@tirichann
風呂やご飯を終えてベッドに入ろうとすると、既に先客がいた。南雲だ。殺し屋の学生らしいのだから、どうして私の部屋に悟られずに入ることができたのかと尋ねるのは無意味だろう。我が物顔でベッドに横たわる南雲に、私は質問を投げかける。
「何してるの?」
「仮眠の練習だよ。殺し屋はいつ睡眠をとっておかなきゃいけなくなるかわからないからね」
南雲は得意げに言った。南雲なら既に睡眠をコントロールすることくらいできてしまいそうなものだが、そういう設定だと思うことにする。要するに、ただ私に会いに来たのだろう。

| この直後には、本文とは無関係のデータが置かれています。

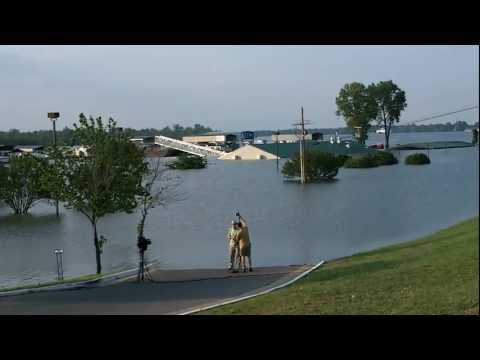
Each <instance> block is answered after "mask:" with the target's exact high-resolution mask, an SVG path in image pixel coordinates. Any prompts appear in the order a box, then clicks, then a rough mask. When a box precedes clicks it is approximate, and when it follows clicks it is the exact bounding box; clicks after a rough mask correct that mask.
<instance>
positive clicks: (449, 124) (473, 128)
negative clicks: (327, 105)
mask: <svg viewBox="0 0 480 360" xmlns="http://www.w3.org/2000/svg"><path fill="white" fill-rule="evenodd" d="M380 128H381V126H372V127H371V128H370V131H375V130H377V129H380ZM474 128H475V129H476V128H478V121H477V122H476V123H475V124H473V125H470V124H468V123H467V122H465V121H456V122H454V123H451V122H447V123H445V124H428V125H425V124H419V125H417V124H408V125H395V126H393V127H392V129H393V131H394V132H396V133H403V132H437V131H464V130H468V129H474ZM307 131H308V132H309V133H312V132H320V133H322V134H335V132H338V133H339V134H351V133H352V131H351V130H350V129H349V128H348V127H339V128H315V129H307ZM297 132H298V130H297ZM294 133H295V129H286V130H280V134H294ZM272 134H273V131H272V130H259V131H255V136H256V137H258V136H270V135H272Z"/></svg>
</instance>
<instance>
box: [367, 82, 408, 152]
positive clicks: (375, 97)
mask: <svg viewBox="0 0 480 360" xmlns="http://www.w3.org/2000/svg"><path fill="white" fill-rule="evenodd" d="M368 92H369V93H370V95H371V97H372V98H373V99H374V100H375V102H376V104H377V108H378V111H377V113H378V118H377V121H378V124H379V125H382V126H383V128H384V129H385V149H388V148H389V141H390V131H391V129H392V125H393V124H394V123H398V122H399V121H400V114H401V113H402V111H403V110H404V109H405V108H406V107H407V98H406V96H405V91H403V90H402V89H400V88H399V87H398V86H397V85H396V84H394V83H393V81H392V80H389V81H380V82H379V83H377V84H371V85H370V86H369V87H368Z"/></svg>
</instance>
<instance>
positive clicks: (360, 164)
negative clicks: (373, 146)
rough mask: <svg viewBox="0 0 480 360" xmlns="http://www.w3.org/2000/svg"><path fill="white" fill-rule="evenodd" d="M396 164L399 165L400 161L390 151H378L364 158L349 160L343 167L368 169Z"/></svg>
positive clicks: (348, 159) (356, 156) (359, 156)
mask: <svg viewBox="0 0 480 360" xmlns="http://www.w3.org/2000/svg"><path fill="white" fill-rule="evenodd" d="M394 164H398V160H397V158H396V157H395V156H394V155H393V154H392V153H390V152H388V151H376V152H373V153H369V154H366V155H363V156H355V157H352V158H349V159H347V161H345V164H344V165H343V166H344V167H346V168H361V169H367V168H373V167H377V166H383V165H394Z"/></svg>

「名前ちゃんと一緒だと一番落ち着かないから、これで寝れたらどこでも寝れると思って」
南雲は子供っぽい目で私を見上げた。事実上の告白宣言だ。私が好きだから一緒にいると落ち着かないと言われているに等しい。でも南雲は付き合ってほしいなどの決定的な言葉は言わなかった。片想いをしている今の状態を楽しんでいるのだろう。南雲に進展させる気がないならば、私も南雲に構ってやるつもりはない。
「あ、そ」
私は無理やりベッドに入った。南雲がいて狭かったが、眠れなくはない。ふと横を見ると、南雲は既に爆睡していた。曲がりなりにも好きな人と同じベッドにいるのだからもう少し緊張しろと思うが、それでは私も南雲を好きみたいなのでやめた。結局私も爆睡し、翌朝は二人揃っていい目覚めだった。私を置いて勝手に出て行かない南雲のことは、少し見直した。